Jump to the halfway point for a slow-mo of Miggie’s hands.
“I was blown away. This is it, this is it, right here. My swing does not look anything like this — the way it comes into the zone. I’m going to concentrate on that. And by concentrating on that, I ended up having to change every little thing.
“The new swing almost feels like an uppercut. Hands drop down to the zone instead of coming up before the pitch.
“I had to change my step because it was kind of causing me to do other things. When I figured out how I wanted my path to work, I had to be in the zone as long as possible. If I get my foot down earlier, I’m going to send the bat earlier.
“I have my hands so high, they have to come back down. If I bring my hands down a little more, I can be more into that slot that I need to be. Trickle effect. You fix one thing, it’s a ripple effect. You have to fix other things so that things line up.
Cliff Floyd focused on the toe-tap on MLB Network, but that was step two.
“People are like, ‘Oh they’re pitching you differently this year.’ They’re really not. They’re pitching me the same as they did last year, I just went through a rough patch. I was 0-for-20-something with 19 punchouts. Take away that and my numbers are good. It happens; it’s part of baseball. I’m not worried about it.
|2014||Tigers||48.7% (92.1)||20.3% (83.4)||7.3% (87.7)||9.3% (78.2)||12.0% (82.9)||1.8% (85.3)|
|2015||Tigers||52.4% (91.8)||20.4% (84.0)||7.8% (88.7)||8.9% (77.6)||8.7% (83.3)||1.7% (85.5)|
|Total||– – –||53.2% (91.8)||19.8% (83.4)||6.4% (88.0)||9.9% (77.2)||8.9% (82.5)||1.5% (85.0)|
“I overdid the changes a bit in the offseason — trying to be so perfect with my swing — that I ended up taking away stuff that was good. I stopped my hands from moving. Last year, I kept my hands moving. So this year, when I was going through that funk, that was one thing we noticed. My hands were moving less than last year, and that movement got me more into my rhythm and timing.
“I’m glad that stretch happened now, because I don’t think I would have been able to make that fix without it.
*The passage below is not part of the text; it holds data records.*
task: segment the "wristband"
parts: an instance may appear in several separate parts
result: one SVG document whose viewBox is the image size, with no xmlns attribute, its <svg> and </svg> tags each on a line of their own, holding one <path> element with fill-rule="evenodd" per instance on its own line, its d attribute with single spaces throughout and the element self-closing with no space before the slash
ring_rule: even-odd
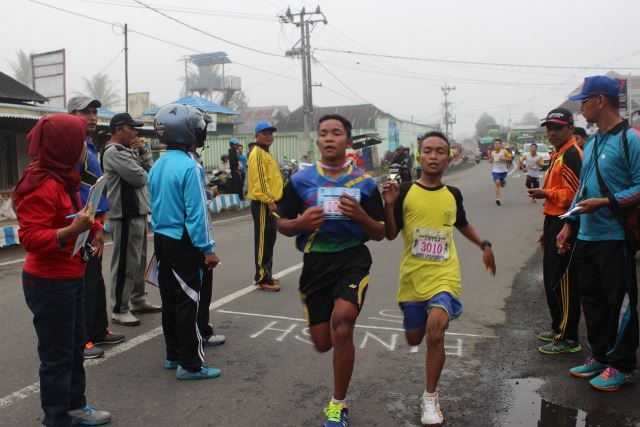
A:
<svg viewBox="0 0 640 427">
<path fill-rule="evenodd" d="M 485 240 L 482 243 L 480 243 L 480 249 L 482 250 L 484 250 L 484 248 L 486 248 L 487 246 L 491 247 L 491 242 L 488 240 Z"/>
</svg>

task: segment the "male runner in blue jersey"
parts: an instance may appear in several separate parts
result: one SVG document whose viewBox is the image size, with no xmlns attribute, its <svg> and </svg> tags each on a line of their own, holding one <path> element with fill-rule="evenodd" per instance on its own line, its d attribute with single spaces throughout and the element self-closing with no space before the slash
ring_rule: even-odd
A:
<svg viewBox="0 0 640 427">
<path fill-rule="evenodd" d="M 278 203 L 278 231 L 296 236 L 304 252 L 300 293 L 316 349 L 333 348 L 333 396 L 325 427 L 347 425 L 347 389 L 355 359 L 353 328 L 369 284 L 371 254 L 364 243 L 385 236 L 376 182 L 351 166 L 351 123 L 327 115 L 318 123 L 321 160 L 291 176 Z"/>
</svg>

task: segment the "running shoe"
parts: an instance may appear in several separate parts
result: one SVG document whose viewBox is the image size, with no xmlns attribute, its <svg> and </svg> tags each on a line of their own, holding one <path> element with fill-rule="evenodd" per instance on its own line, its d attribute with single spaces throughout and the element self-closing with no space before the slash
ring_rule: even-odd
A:
<svg viewBox="0 0 640 427">
<path fill-rule="evenodd" d="M 591 378 L 599 375 L 606 368 L 607 365 L 598 362 L 593 356 L 589 356 L 582 365 L 569 369 L 569 373 L 578 378 Z"/>
<path fill-rule="evenodd" d="M 104 356 L 104 350 L 100 347 L 94 346 L 93 343 L 89 341 L 84 345 L 82 356 L 85 359 L 97 359 L 98 357 Z"/>
<path fill-rule="evenodd" d="M 94 344 L 119 344 L 124 341 L 123 334 L 116 334 L 115 332 L 107 331 L 107 333 L 102 337 L 97 339 Z"/>
<path fill-rule="evenodd" d="M 324 408 L 324 415 L 327 420 L 323 427 L 347 427 L 349 422 L 349 408 L 343 403 L 329 402 L 329 406 Z"/>
<path fill-rule="evenodd" d="M 176 371 L 176 378 L 179 380 L 208 380 L 211 378 L 219 377 L 222 371 L 218 368 L 210 368 L 206 365 L 202 365 L 199 371 L 193 372 L 188 369 L 184 369 L 182 366 L 178 365 L 178 370 Z"/>
<path fill-rule="evenodd" d="M 177 368 L 178 368 L 177 360 L 169 360 L 169 359 L 164 360 L 164 369 L 177 369 Z"/>
<path fill-rule="evenodd" d="M 438 393 L 435 396 L 427 396 L 425 391 L 420 399 L 420 409 L 422 409 L 422 416 L 420 422 L 423 426 L 439 426 L 444 422 L 444 415 L 440 409 L 440 397 Z"/>
<path fill-rule="evenodd" d="M 551 342 L 556 339 L 556 335 L 558 335 L 556 331 L 540 332 L 538 334 L 538 339 L 540 341 Z"/>
<path fill-rule="evenodd" d="M 607 367 L 600 375 L 589 381 L 589 385 L 596 390 L 616 391 L 622 384 L 626 383 L 633 377 L 632 373 L 625 374 L 611 366 Z"/>
<path fill-rule="evenodd" d="M 562 353 L 576 353 L 582 350 L 578 341 L 575 340 L 561 340 L 551 341 L 549 344 L 545 344 L 538 347 L 538 350 L 542 354 L 562 354 Z"/>
<path fill-rule="evenodd" d="M 69 411 L 72 425 L 81 426 L 101 426 L 111 421 L 111 414 L 107 411 L 99 411 L 93 406 Z"/>
</svg>

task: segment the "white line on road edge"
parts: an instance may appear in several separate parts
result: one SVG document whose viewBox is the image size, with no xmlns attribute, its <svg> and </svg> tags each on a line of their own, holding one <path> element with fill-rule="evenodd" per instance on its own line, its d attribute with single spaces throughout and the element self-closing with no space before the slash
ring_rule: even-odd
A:
<svg viewBox="0 0 640 427">
<path fill-rule="evenodd" d="M 249 215 L 247 215 L 249 216 Z M 234 218 L 237 219 L 237 218 Z M 286 276 L 287 274 L 293 273 L 294 271 L 298 270 L 302 268 L 302 263 L 300 264 L 296 264 L 294 266 L 291 266 L 289 268 L 286 268 L 284 270 L 282 270 L 279 273 L 275 273 L 274 276 L 279 276 L 279 277 L 283 277 Z M 211 305 L 209 306 L 209 309 L 214 309 L 217 307 L 222 306 L 223 304 L 226 304 L 228 302 L 231 302 L 237 298 L 240 298 L 243 295 L 248 294 L 249 292 L 258 289 L 257 286 L 255 285 L 250 285 L 247 286 L 246 288 L 240 289 L 239 291 L 236 291 L 232 294 L 227 295 L 226 297 L 222 297 L 214 302 L 211 303 Z M 138 345 L 145 343 L 147 341 L 149 341 L 152 338 L 157 337 L 158 335 L 162 334 L 162 326 L 158 326 L 157 328 L 154 328 L 148 332 L 145 332 L 144 334 L 138 335 L 134 338 L 131 338 L 130 340 L 127 340 L 125 342 L 123 342 L 122 344 L 118 344 L 116 347 L 114 347 L 113 349 L 107 350 L 104 353 L 104 356 L 102 356 L 101 358 L 98 359 L 89 359 L 87 361 L 84 362 L 84 366 L 88 367 L 88 366 L 96 366 L 96 365 L 100 365 L 104 362 L 106 362 L 107 360 L 124 353 L 127 350 L 131 350 L 134 347 L 137 347 Z M 7 406 L 10 406 L 12 404 L 14 404 L 15 402 L 17 402 L 18 400 L 21 399 L 25 399 L 33 394 L 36 394 L 40 391 L 40 383 L 39 382 L 35 382 L 31 385 L 26 386 L 23 389 L 20 389 L 18 391 L 15 391 L 3 398 L 0 399 L 0 409 L 1 408 L 6 408 Z"/>
<path fill-rule="evenodd" d="M 253 317 L 266 317 L 268 319 L 281 319 L 281 320 L 293 320 L 295 322 L 306 322 L 305 319 L 299 319 L 297 317 L 287 317 L 287 316 L 274 316 L 272 314 L 259 314 L 259 313 L 245 313 L 242 311 L 229 311 L 229 310 L 218 310 L 218 313 L 224 314 L 238 314 L 241 316 L 253 316 Z M 399 331 L 404 332 L 403 328 L 390 328 L 388 326 L 373 326 L 373 325 L 358 325 L 356 323 L 356 328 L 362 329 L 378 329 L 381 331 Z M 446 335 L 455 335 L 460 337 L 473 337 L 473 338 L 498 338 L 494 335 L 478 335 L 478 334 L 461 334 L 458 332 L 445 332 Z"/>
<path fill-rule="evenodd" d="M 239 219 L 245 219 L 245 218 L 251 218 L 251 215 L 242 215 L 242 216 L 237 216 L 235 218 L 221 219 L 220 221 L 214 221 L 211 224 L 212 225 L 224 224 L 225 222 L 237 221 Z M 153 233 L 147 235 L 147 239 L 150 239 L 152 237 L 153 237 Z M 104 245 L 105 246 L 113 245 L 113 242 L 106 242 Z M 0 262 L 0 267 L 3 267 L 5 265 L 18 264 L 19 262 L 24 262 L 24 260 L 25 260 L 24 258 L 21 258 L 21 259 L 14 259 L 12 261 Z"/>
</svg>

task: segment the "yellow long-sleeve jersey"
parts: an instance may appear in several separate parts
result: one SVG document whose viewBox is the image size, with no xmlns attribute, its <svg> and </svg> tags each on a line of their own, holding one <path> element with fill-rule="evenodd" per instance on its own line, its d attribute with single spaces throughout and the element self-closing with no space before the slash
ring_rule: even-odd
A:
<svg viewBox="0 0 640 427">
<path fill-rule="evenodd" d="M 282 198 L 283 182 L 276 159 L 264 148 L 256 144 L 249 154 L 247 165 L 250 200 L 275 203 Z"/>
</svg>

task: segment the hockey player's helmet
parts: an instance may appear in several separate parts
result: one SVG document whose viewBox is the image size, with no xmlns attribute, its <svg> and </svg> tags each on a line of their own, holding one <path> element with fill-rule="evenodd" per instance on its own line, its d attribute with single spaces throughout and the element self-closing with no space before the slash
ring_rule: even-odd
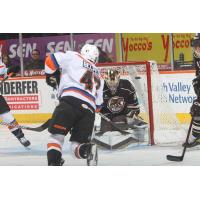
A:
<svg viewBox="0 0 200 200">
<path fill-rule="evenodd" d="M 199 34 L 196 34 L 196 36 L 191 40 L 191 47 L 192 47 L 194 57 L 200 58 L 200 35 Z"/>
<path fill-rule="evenodd" d="M 111 92 L 114 94 L 117 90 L 120 80 L 120 73 L 118 70 L 109 69 L 105 72 L 105 82 Z"/>
<path fill-rule="evenodd" d="M 95 45 L 85 44 L 81 49 L 81 55 L 93 63 L 97 63 L 99 58 L 99 50 Z"/>
</svg>

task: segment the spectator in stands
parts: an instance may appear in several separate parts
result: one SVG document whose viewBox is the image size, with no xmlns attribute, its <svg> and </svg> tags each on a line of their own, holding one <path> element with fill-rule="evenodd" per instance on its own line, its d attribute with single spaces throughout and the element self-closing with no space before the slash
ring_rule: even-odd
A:
<svg viewBox="0 0 200 200">
<path fill-rule="evenodd" d="M 25 69 L 44 69 L 44 61 L 40 59 L 40 51 L 33 49 L 31 52 L 31 60 L 25 64 Z"/>
</svg>

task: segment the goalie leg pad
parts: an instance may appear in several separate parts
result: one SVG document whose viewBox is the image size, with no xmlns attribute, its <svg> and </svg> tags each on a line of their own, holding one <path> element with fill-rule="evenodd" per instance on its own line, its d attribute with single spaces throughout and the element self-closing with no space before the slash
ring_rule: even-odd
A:
<svg viewBox="0 0 200 200">
<path fill-rule="evenodd" d="M 64 136 L 60 134 L 50 135 L 47 144 L 47 161 L 49 166 L 62 165 L 62 146 L 64 143 Z"/>
</svg>

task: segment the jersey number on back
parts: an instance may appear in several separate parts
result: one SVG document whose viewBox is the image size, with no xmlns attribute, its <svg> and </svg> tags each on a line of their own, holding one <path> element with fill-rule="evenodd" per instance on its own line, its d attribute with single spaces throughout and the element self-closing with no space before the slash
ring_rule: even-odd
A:
<svg viewBox="0 0 200 200">
<path fill-rule="evenodd" d="M 85 74 L 82 76 L 80 82 L 85 84 L 85 90 L 89 90 L 92 92 L 93 89 L 93 73 L 90 70 L 87 70 Z M 94 82 L 96 84 L 96 90 L 100 88 L 100 80 L 94 76 Z"/>
</svg>

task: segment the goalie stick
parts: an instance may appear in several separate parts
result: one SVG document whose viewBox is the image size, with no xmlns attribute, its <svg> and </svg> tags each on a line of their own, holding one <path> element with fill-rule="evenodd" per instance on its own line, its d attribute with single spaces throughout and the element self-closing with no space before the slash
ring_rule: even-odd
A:
<svg viewBox="0 0 200 200">
<path fill-rule="evenodd" d="M 21 125 L 19 125 L 18 127 L 21 129 L 26 129 L 26 130 L 30 130 L 30 131 L 42 132 L 48 128 L 50 120 L 51 119 L 48 119 L 45 123 L 43 123 L 41 126 L 38 126 L 38 127 L 28 127 L 28 126 L 21 126 Z M 12 124 L 0 122 L 0 125 L 10 126 Z"/>
<path fill-rule="evenodd" d="M 105 115 L 103 115 L 102 113 L 98 113 L 98 114 L 100 115 L 101 118 L 103 118 L 103 119 L 106 120 L 108 123 L 110 123 L 111 126 L 112 126 L 113 128 L 115 128 L 117 131 L 119 131 L 122 135 L 129 135 L 129 134 L 131 134 L 131 133 L 129 133 L 129 132 L 126 132 L 126 131 L 121 130 L 119 127 L 117 127 L 117 125 L 116 125 L 114 122 L 112 122 L 110 119 L 108 119 L 108 118 L 107 118 Z M 138 139 L 136 139 L 136 138 L 134 138 L 134 137 L 133 137 L 133 139 L 134 139 L 136 142 L 139 142 Z"/>
<path fill-rule="evenodd" d="M 193 124 L 193 118 L 192 118 L 192 120 L 190 122 L 190 126 L 189 126 L 189 129 L 188 129 L 188 133 L 187 133 L 187 137 L 186 137 L 186 140 L 185 140 L 185 144 L 188 143 L 190 132 L 191 132 L 191 128 L 192 128 L 192 124 Z M 186 149 L 187 149 L 187 145 L 184 145 L 183 152 L 182 152 L 181 156 L 167 155 L 167 160 L 169 160 L 169 161 L 175 161 L 175 162 L 181 162 L 181 161 L 183 161 Z"/>
</svg>

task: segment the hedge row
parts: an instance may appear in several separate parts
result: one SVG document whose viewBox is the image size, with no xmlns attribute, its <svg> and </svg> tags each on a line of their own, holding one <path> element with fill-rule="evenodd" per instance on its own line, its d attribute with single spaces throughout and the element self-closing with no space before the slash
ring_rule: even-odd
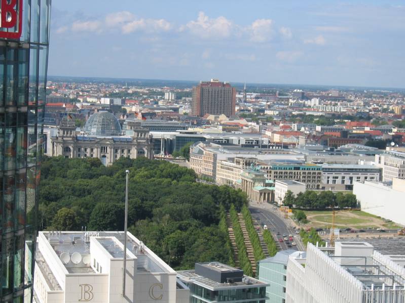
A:
<svg viewBox="0 0 405 303">
<path fill-rule="evenodd" d="M 322 239 L 319 236 L 319 234 L 316 232 L 314 228 L 312 228 L 309 232 L 306 232 L 303 229 L 301 230 L 300 232 L 300 236 L 302 239 L 303 242 L 305 247 L 307 247 L 308 242 L 312 243 L 314 245 L 316 245 L 316 242 L 320 246 L 323 246 L 325 245 L 325 242 L 322 240 Z"/>
<path fill-rule="evenodd" d="M 229 209 L 229 214 L 231 216 L 231 219 L 232 220 L 235 240 L 239 251 L 238 257 L 239 259 L 239 265 L 242 269 L 243 270 L 245 275 L 251 277 L 253 276 L 252 266 L 247 256 L 247 251 L 245 245 L 243 234 L 242 232 L 242 229 L 239 224 L 238 213 L 233 204 L 231 205 L 231 208 Z"/>
<path fill-rule="evenodd" d="M 225 242 L 225 247 L 227 250 L 229 251 L 228 254 L 229 255 L 229 261 L 228 262 L 228 265 L 231 266 L 235 266 L 235 260 L 234 259 L 233 248 L 232 248 L 232 244 L 231 243 L 231 239 L 229 238 L 229 234 L 228 230 L 228 224 L 227 224 L 227 212 L 225 211 L 225 208 L 221 204 L 219 205 L 219 223 L 218 224 L 219 230 L 225 233 L 227 235 L 226 241 Z"/>
<path fill-rule="evenodd" d="M 263 252 L 263 249 L 260 245 L 260 239 L 259 238 L 257 232 L 254 229 L 253 225 L 252 216 L 249 208 L 245 205 L 242 207 L 242 214 L 243 215 L 243 219 L 245 220 L 246 230 L 249 234 L 249 237 L 250 238 L 250 243 L 252 243 L 253 247 L 253 253 L 254 255 L 254 259 L 256 262 L 259 262 L 260 260 L 265 258 L 265 254 Z"/>
<path fill-rule="evenodd" d="M 273 256 L 277 253 L 277 246 L 274 238 L 271 235 L 271 233 L 268 230 L 265 229 L 263 232 L 263 240 L 267 245 L 269 250 L 269 254 Z"/>
</svg>

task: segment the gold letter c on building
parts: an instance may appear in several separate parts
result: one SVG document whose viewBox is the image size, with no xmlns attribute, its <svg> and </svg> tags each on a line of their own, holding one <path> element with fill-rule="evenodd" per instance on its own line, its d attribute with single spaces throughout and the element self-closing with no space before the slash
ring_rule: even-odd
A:
<svg viewBox="0 0 405 303">
<path fill-rule="evenodd" d="M 152 286 L 149 288 L 149 296 L 154 300 L 161 300 L 163 295 L 161 294 L 159 296 L 155 296 L 155 294 L 153 293 L 154 289 L 156 286 L 158 286 L 161 289 L 163 289 L 163 285 L 160 283 L 156 283 L 152 284 Z"/>
</svg>

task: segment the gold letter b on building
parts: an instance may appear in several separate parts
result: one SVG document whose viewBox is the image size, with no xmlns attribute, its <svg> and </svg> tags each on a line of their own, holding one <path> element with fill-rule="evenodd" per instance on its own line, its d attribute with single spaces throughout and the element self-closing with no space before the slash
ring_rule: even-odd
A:
<svg viewBox="0 0 405 303">
<path fill-rule="evenodd" d="M 90 284 L 81 284 L 82 297 L 79 301 L 90 301 L 93 299 L 93 286 Z"/>
</svg>

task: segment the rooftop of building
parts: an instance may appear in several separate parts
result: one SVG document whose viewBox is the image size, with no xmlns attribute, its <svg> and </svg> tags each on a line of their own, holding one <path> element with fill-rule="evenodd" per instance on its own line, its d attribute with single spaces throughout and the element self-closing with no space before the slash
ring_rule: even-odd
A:
<svg viewBox="0 0 405 303">
<path fill-rule="evenodd" d="M 341 168 L 341 169 L 379 169 L 380 167 L 372 165 L 361 165 L 358 164 L 329 164 L 323 163 L 320 164 L 322 168 Z"/>
<path fill-rule="evenodd" d="M 127 235 L 127 255 L 137 259 L 138 272 L 175 272 L 141 241 L 130 233 Z M 91 245 L 100 245 L 112 259 L 122 258 L 124 237 L 124 232 L 54 231 L 40 232 L 39 238 L 49 243 L 54 257 L 61 261 L 59 264 L 67 273 L 93 274 L 95 272 L 90 264 Z"/>
<path fill-rule="evenodd" d="M 278 263 L 286 265 L 290 255 L 293 257 L 305 259 L 307 257 L 307 253 L 305 251 L 298 251 L 294 249 L 286 249 L 278 251 L 273 256 L 261 260 L 259 263 Z"/>
<path fill-rule="evenodd" d="M 86 122 L 84 132 L 92 136 L 120 136 L 121 126 L 114 115 L 99 111 L 91 115 Z"/>
<path fill-rule="evenodd" d="M 313 251 L 318 249 L 312 245 L 308 248 Z M 319 249 L 316 251 L 318 256 L 325 257 L 326 253 L 327 262 L 340 266 L 364 289 L 403 288 L 405 285 L 405 269 L 393 262 L 391 257 L 375 250 L 366 242 L 337 242 L 334 249 L 324 252 L 322 248 Z"/>
<path fill-rule="evenodd" d="M 296 180 L 276 180 L 276 183 L 281 183 L 285 185 L 304 185 L 305 186 L 305 183 L 299 182 Z"/>
<path fill-rule="evenodd" d="M 213 291 L 269 286 L 244 275 L 241 270 L 219 262 L 196 263 L 194 270 L 178 271 L 177 277 L 186 283 L 192 283 Z"/>
</svg>

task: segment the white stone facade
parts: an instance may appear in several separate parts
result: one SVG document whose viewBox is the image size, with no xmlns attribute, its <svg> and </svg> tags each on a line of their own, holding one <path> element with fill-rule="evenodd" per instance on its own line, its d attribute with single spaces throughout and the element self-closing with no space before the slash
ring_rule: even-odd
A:
<svg viewBox="0 0 405 303">
<path fill-rule="evenodd" d="M 376 182 L 355 182 L 353 193 L 361 210 L 405 226 L 405 180 L 394 178 L 392 187 Z"/>
<path fill-rule="evenodd" d="M 383 168 L 383 182 L 389 182 L 392 178 L 405 179 L 405 153 L 398 153 L 400 156 L 376 155 L 376 164 Z"/>
<path fill-rule="evenodd" d="M 329 255 L 338 257 L 331 257 L 321 249 L 309 243 L 307 259 L 304 263 L 305 267 L 303 266 L 303 262 L 299 262 L 299 260 L 290 257 L 287 266 L 286 303 L 402 303 L 404 301 L 405 290 L 403 281 L 405 278 L 405 269 L 393 262 L 389 257 L 375 250 L 373 251 L 373 246 L 365 242 L 345 242 L 341 244 L 339 243 L 340 242 L 337 243 L 337 246 L 348 246 L 341 250 L 349 256 L 335 252 Z M 360 246 L 366 249 L 359 250 Z M 348 250 L 353 251 L 352 253 Z M 327 251 L 330 254 L 333 250 Z M 351 256 L 352 255 L 355 256 Z M 353 262 L 353 260 L 355 262 Z M 344 261 L 347 261 L 347 264 L 342 264 Z M 361 265 L 365 263 L 372 266 L 363 272 L 365 274 L 367 273 L 364 275 L 365 277 L 355 273 L 352 274 L 348 270 L 348 269 L 357 268 L 361 270 Z M 351 265 L 352 263 L 354 265 Z M 350 265 L 348 265 L 349 264 Z M 358 267 L 356 267 L 357 266 Z M 392 280 L 388 278 L 393 275 L 395 276 L 393 284 Z M 370 285 L 370 281 L 375 284 Z M 402 281 L 402 284 L 400 281 Z"/>
<path fill-rule="evenodd" d="M 306 185 L 294 180 L 276 180 L 274 184 L 274 200 L 278 205 L 283 204 L 283 200 L 287 191 L 290 191 L 295 196 L 300 193 L 305 193 Z"/>
<path fill-rule="evenodd" d="M 123 233 L 40 232 L 35 301 L 188 303 L 189 290 L 184 284 L 176 286 L 176 272 L 127 234 L 124 297 Z"/>
</svg>

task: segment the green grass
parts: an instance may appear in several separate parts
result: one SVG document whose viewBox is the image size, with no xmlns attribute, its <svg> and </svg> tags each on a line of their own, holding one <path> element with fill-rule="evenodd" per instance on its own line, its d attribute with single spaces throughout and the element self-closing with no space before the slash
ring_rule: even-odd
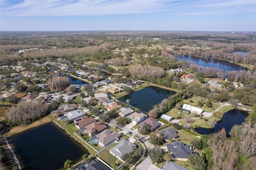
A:
<svg viewBox="0 0 256 170">
<path fill-rule="evenodd" d="M 210 125 L 209 123 L 210 119 L 213 119 L 217 121 L 220 120 L 219 119 L 217 118 L 213 115 L 212 115 L 209 117 L 207 117 L 207 119 L 208 119 L 207 121 L 205 121 L 204 119 L 198 118 L 195 119 L 193 119 L 193 122 L 196 124 L 200 125 L 200 127 L 201 127 L 204 128 L 212 128 L 212 126 Z M 180 121 L 180 123 L 182 124 L 184 124 L 185 123 L 185 121 Z"/>
<path fill-rule="evenodd" d="M 222 108 L 221 108 L 220 110 L 218 111 L 218 112 L 224 113 L 228 111 L 234 109 L 234 107 L 232 106 L 225 106 Z"/>
<path fill-rule="evenodd" d="M 174 107 L 168 111 L 166 114 L 169 116 L 172 116 L 174 118 L 176 118 L 178 116 L 180 116 L 182 119 L 184 118 L 186 114 L 182 112 L 182 113 L 180 115 L 178 115 L 178 113 L 179 112 L 181 112 L 180 110 L 178 110 L 176 107 Z"/>
<path fill-rule="evenodd" d="M 122 92 L 118 93 L 115 94 L 114 95 L 114 96 L 115 97 L 116 99 L 118 99 L 120 97 L 122 97 L 128 94 L 128 93 L 125 91 L 122 91 Z"/>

Now my swing is built to try and get the ball in the air.”
That’s the story of how Martinez — once a dark horse for the Rule 5 draft — followed a string of changes that started with his hands, traveled to his feet, returned to his hands and helped him find his way to being one of the premier power hitters in the game. And it’s all because of one day in the weight room when Ryan Braun was on the television and Martinez was trying to figure out how to get better.